Being an advocate of health, fitness, and good diet, and also running several successful online businesses, I have a fair bit of experience in both online marketing and dieting.

A recent article I read really highlighted to me the similarities between the two.

You can find the original article here.

Have you ever been on a diet and become frustrated with how the scales fluctuate from day-to-day with no real reasoning?

You stick to your diet rigidly each day, but yet some days still show an increase on the scales or no movement at all.

Well, this article explains why this can happen, and the scientific reasoning behind these frustrating fluctuations.

Ultimately, there are a number of factors that can cause your weight to fluctuate on a day-to-day basis — sodium levels, glycogen stores, water retention, and much much more.

The lesson of the article is to not become obsessed over these daily fluctuations in weight when you are working towards a goal — weigh yourself maybe every couple of weeks instead of every day.

This allows the, sometimes unexplainable, daily fluctuations to iron themselves out without you even noticing or having to worry about them.

In dieting, as in business and in life as a whole, there are variables — often too many to comprehend — that will affect your short-term progress.

In business, it could be not getting anything crossed off your to-do list on a certain day because the kids need to go swimming, or you’re ill and need a day in bed to rest.

Whatever it may be, there are distractions, other priorities, and unexplainable factors that can influence our short term progress.

But in the long term, provided we are consistent and persistent with our efforts and drive, we will see progress.

It’s rather like monitoring the currency exchange — you can micro-analyse all those troughs and peaks in the graph, but ultimately it’s about how things go in the long term.

Provided that point on the graph ends up higher than when you first started out, you’ve made progress towards your goal.

Forget about the turbulence in-between — this can be ridden out with consistent effort.

I liken this approach to online marketing — particularly with PPC (Pay Per Click) advertising — in the short term, you might blow a fortune on campaigns that aren’t quite working out.

But you build on what works and what doesn’t for you and your business.

You ditch the expensive keywords that aren’t converting and you spend more money on the keywords that are converting.

You consistently tweak and improve your campaign using the data it delivers back to you over time — until, in the long term, you’re left with a very effective and profitable campaign.

If you start trying to tweak your campaign too early though, you may end up scrapping some potentially high-converting keywords because they don’t start out too well for you, and you don’t have enough ‘meat’ on your data to make an informed and accurate decision.

Dieting is similar.
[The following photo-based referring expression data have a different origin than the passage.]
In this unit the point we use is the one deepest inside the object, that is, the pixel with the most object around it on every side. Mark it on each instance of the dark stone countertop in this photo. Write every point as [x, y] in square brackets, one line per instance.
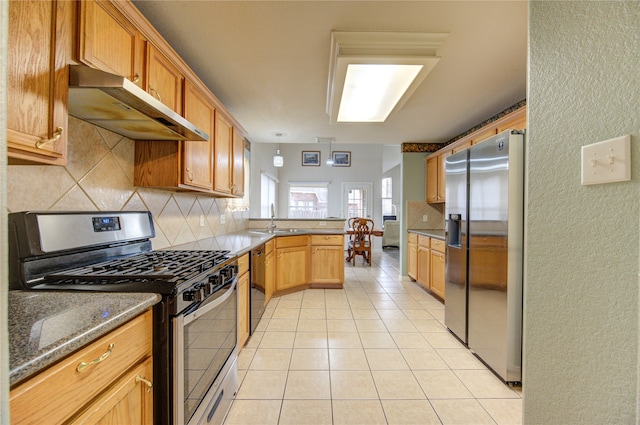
[45, 326]
[432, 233]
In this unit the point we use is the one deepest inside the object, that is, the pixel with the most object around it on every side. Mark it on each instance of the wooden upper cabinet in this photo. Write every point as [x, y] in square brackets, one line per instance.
[222, 154]
[237, 186]
[164, 80]
[110, 42]
[198, 156]
[40, 41]
[432, 179]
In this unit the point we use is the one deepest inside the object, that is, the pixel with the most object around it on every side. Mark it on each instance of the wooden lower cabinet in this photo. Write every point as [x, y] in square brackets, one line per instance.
[244, 289]
[437, 278]
[424, 258]
[116, 390]
[292, 262]
[426, 263]
[269, 271]
[327, 260]
[412, 256]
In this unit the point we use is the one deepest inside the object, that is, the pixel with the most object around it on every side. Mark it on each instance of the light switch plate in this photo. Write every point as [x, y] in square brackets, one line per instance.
[607, 162]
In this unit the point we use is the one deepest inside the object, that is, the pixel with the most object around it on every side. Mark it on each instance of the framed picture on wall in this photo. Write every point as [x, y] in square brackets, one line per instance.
[311, 158]
[341, 159]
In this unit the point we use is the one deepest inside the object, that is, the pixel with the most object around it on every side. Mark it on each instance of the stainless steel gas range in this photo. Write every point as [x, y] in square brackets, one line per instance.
[195, 353]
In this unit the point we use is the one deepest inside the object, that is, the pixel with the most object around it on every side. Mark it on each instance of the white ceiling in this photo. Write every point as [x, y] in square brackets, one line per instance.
[268, 62]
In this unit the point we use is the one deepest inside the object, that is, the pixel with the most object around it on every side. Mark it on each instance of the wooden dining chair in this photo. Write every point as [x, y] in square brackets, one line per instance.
[360, 243]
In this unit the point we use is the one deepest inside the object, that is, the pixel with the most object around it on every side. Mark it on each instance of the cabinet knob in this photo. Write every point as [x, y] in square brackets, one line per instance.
[83, 365]
[145, 381]
[56, 136]
[155, 93]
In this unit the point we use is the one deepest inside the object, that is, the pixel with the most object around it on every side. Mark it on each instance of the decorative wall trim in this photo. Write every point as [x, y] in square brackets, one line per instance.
[433, 147]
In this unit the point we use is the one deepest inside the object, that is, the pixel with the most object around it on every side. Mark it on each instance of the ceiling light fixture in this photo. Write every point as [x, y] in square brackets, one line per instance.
[278, 159]
[372, 74]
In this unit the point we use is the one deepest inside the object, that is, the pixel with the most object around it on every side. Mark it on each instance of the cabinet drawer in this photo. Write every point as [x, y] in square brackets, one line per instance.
[243, 264]
[55, 394]
[268, 247]
[327, 240]
[288, 241]
[437, 245]
[424, 241]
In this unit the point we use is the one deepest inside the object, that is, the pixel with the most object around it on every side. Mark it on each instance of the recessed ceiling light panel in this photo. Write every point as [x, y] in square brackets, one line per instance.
[371, 75]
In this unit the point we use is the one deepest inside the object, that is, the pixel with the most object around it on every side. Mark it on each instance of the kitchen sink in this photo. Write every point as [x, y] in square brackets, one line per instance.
[274, 232]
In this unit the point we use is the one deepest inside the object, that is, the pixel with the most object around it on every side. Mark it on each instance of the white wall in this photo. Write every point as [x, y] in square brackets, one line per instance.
[582, 242]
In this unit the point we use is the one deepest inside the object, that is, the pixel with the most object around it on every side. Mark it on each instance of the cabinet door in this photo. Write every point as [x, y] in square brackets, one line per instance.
[243, 309]
[269, 277]
[222, 154]
[327, 264]
[291, 267]
[164, 80]
[432, 179]
[129, 401]
[108, 41]
[198, 156]
[437, 273]
[237, 186]
[412, 261]
[39, 43]
[423, 266]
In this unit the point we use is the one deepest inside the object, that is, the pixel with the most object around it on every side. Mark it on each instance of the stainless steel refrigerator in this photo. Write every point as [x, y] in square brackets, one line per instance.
[484, 223]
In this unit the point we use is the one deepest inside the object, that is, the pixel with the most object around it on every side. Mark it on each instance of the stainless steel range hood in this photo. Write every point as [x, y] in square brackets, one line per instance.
[115, 103]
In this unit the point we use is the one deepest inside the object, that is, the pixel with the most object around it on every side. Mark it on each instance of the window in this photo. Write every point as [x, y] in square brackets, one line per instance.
[268, 186]
[308, 200]
[387, 206]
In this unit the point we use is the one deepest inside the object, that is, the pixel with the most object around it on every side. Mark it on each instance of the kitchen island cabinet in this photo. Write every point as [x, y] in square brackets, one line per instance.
[108, 381]
[40, 41]
[292, 262]
[327, 260]
[426, 262]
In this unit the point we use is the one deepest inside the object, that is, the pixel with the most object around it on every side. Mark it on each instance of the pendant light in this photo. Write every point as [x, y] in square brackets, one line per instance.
[278, 160]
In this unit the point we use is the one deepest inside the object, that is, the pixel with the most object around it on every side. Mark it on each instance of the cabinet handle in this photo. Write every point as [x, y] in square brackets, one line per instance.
[156, 95]
[83, 365]
[145, 381]
[56, 136]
What works for one person may not work for the next. You have to follow a process of trial and error — ditching techniques that aren’t delivering results in the medium to long term, and focusing on what is working for you.

Until eventually, in the long term, you reach your personal weight loss goals.

The Lesson?

Consistency leads to success.

But micro-analysing data too quickly can often be contradictory to achieving consistency.

You need to give it time for accurate data to show, in order to make informed decisions and changes/tweaks going forward.

This applies to online advertising, dieting, and almost all other aspects in life.

By all means take corrective action when things aren’t heading in the right direction — but don’t analyse things too quickly, give them enough time to deliver actionable data, or you’ll lose your direction and consistency that ultimately leads to long-term success.